The research, published their results today in the journal Science Robotics, used deep learning, a type of machine learning inspired by the brain’s neural networks, to train their agent on thousands of 360-degree images of different environments. Now, when presented with a scene it has never seen before, the agent uses its experience to choose a few glimpses — like a tourist standing in the middle of a cathedral taking a few snapshots in different directions — that together add up to less than 20 per cent of the full scene. What makes this system so effective is that it is not just taking pictures in random directions but, after each glimpse, choosing the next shot that it predicts will add the most new information about the whole scene.
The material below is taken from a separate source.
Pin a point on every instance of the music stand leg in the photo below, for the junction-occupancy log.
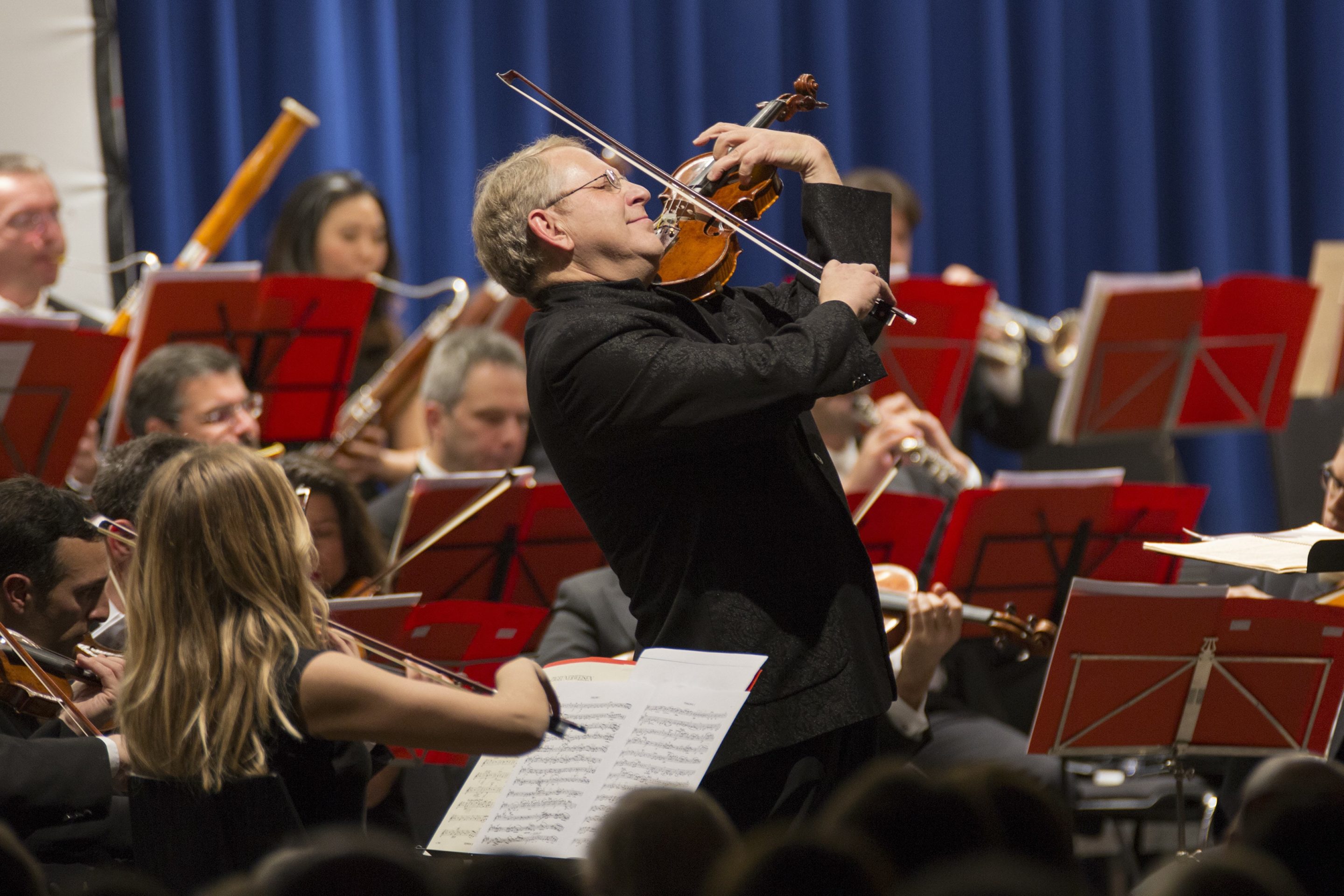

Based on glimpses, the agent infers what it would have seen if it had looked in all the other directions, reconstructing a full 360-degree image of its surroundings.
“It learns to make intelligent guesses about where to gather visual information to succeed in perception tasks,” Grauman said. One of the main challenges the scientists set for themselves was to design an agent that can work under tight time constraints. This would be critical in a search-and-rescue application. For example, in a burning building a robot would be called upon to quickly locate people, flames and hazardous materials and relay that information to firefighters. For now, the new agent operates like a person standing in one spot, with the ability to point a camera in any direction but not able to move to a new position. Equivalently, the agent could gaze upon an object it is holding and decide how to turn the object to inspect another side of it. Next, the researchers are developing the system further to work in a fully mobile robot.